Cointelegraph by Jesus Rodriguez

Opinion by: Jesus Rodriguez, co-founder of Sentora

AI for coding has achieved product-market fit. Web3 is no exception. Among the domains AI will permanently change, smart contract audits are especially ripe for disruption.

Today’s audits are episodic, point-in-time snapshots that struggle in a composable, adversarial market and often miss economic failure modes.

The center of gravity is shifting from artisanal PDFs to continuous, tool-grounded assurance: models paired with solvers, fuzzers, simulation and live telemetry. Teams that adopt this will ship faster with broader coverage; teams that don’t risk becoming unlistable and uninsurable.

Audits are not as common as you think

Audits became Web3’s de facto due diligence ritual — visible proof that someone tried to break your system before the market does. The ceremony, however, is an artifact of a pre-DevOps era.

Traditional software folded assurance into the pipeline: tests, continuous integration/continuous deployment gates, static and dynamic analysis, canaries, feature flags and deep observability. Security acts like micro-audits on every merge. Web3 revived the explicit milestone because immutability and adversarial economics remove the rollback escape hatch. The obvious next step is to integrate platform practices with AI, ensuring assurance is always on, not a one-time event.

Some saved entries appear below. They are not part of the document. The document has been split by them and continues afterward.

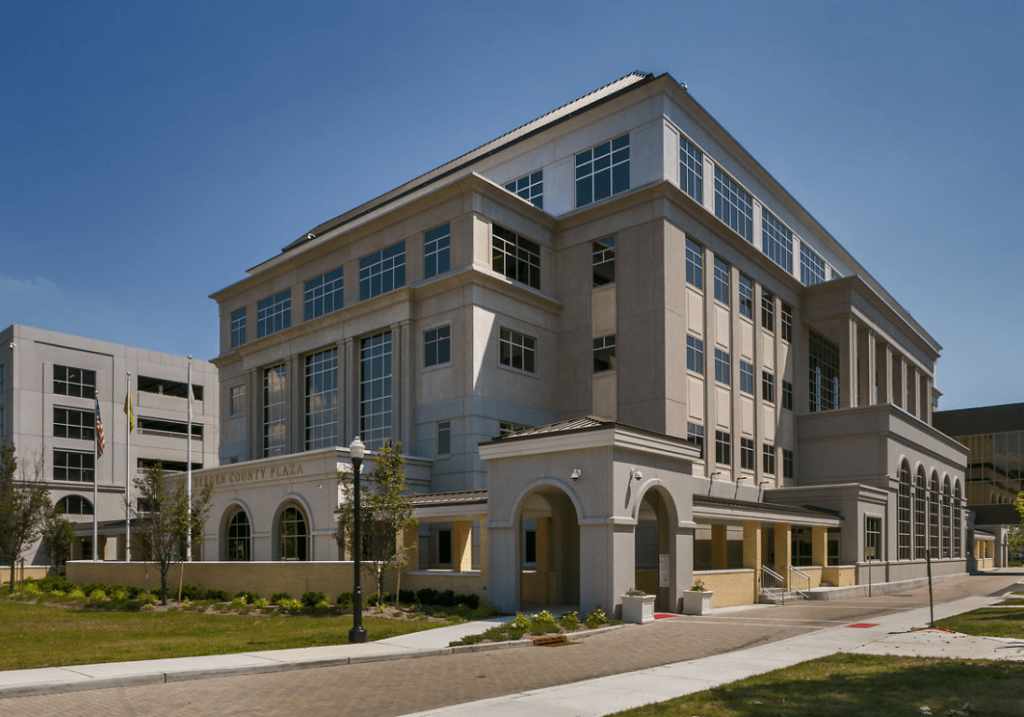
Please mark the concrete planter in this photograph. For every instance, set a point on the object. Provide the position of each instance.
(696, 601)
(638, 608)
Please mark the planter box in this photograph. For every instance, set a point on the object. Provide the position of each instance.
(696, 601)
(638, 608)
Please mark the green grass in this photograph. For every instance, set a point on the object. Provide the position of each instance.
(854, 685)
(42, 635)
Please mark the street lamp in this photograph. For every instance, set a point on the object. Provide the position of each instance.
(357, 633)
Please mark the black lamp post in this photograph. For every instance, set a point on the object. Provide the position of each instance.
(357, 633)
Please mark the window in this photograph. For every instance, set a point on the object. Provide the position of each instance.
(71, 465)
(733, 205)
(812, 266)
(723, 447)
(437, 346)
(603, 171)
(768, 386)
(76, 382)
(745, 377)
(444, 438)
(273, 411)
(690, 169)
(604, 353)
(722, 366)
(694, 353)
(273, 313)
(767, 310)
(747, 454)
(604, 261)
(721, 282)
(375, 389)
(776, 241)
(745, 297)
(529, 187)
(322, 399)
(382, 271)
(694, 264)
(69, 423)
(515, 257)
(325, 294)
(238, 328)
(516, 350)
(436, 251)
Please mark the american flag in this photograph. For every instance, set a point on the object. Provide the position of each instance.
(100, 440)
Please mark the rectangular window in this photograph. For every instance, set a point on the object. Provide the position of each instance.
(517, 350)
(437, 251)
(604, 353)
(694, 354)
(69, 423)
(602, 171)
(723, 447)
(745, 297)
(77, 382)
(776, 241)
(325, 294)
(694, 264)
(273, 411)
(375, 389)
(745, 377)
(733, 205)
(604, 261)
(71, 465)
(322, 399)
(273, 313)
(382, 271)
(515, 257)
(721, 282)
(437, 346)
(690, 169)
(529, 187)
(238, 328)
(722, 366)
(812, 266)
(747, 454)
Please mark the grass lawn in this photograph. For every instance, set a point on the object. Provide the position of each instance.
(41, 635)
(852, 685)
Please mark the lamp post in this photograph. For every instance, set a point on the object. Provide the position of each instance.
(357, 633)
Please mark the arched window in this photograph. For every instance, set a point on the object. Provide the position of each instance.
(903, 513)
(294, 535)
(240, 537)
(75, 505)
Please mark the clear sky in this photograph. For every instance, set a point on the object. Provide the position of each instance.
(153, 152)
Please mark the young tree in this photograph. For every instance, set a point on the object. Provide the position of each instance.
(385, 512)
(23, 504)
(161, 514)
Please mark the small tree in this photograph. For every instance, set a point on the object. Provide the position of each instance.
(164, 524)
(23, 504)
(384, 514)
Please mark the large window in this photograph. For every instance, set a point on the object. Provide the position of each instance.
(273, 411)
(375, 389)
(603, 171)
(515, 257)
(273, 313)
(517, 350)
(326, 293)
(382, 271)
(733, 205)
(322, 399)
(76, 382)
(436, 251)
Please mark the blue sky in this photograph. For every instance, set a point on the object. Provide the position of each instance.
(151, 153)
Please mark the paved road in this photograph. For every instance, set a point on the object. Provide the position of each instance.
(403, 686)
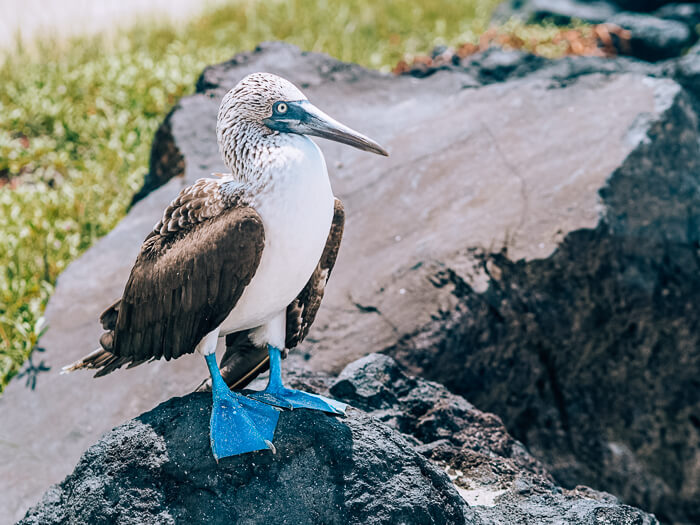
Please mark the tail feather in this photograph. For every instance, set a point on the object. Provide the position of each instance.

Smart contract audit limitations

Audits buy time and information. They force teams to articulate invariants (conservation of value, access control, sequencing), test assumptions (oracle integrity, upgrade authority) and pressure-test failure boundaries before capital lands. Good audits leave assets behind: threat models that persist across versions, executable properties that become regression tests and runbooks that make incidents boring. The space must evolve.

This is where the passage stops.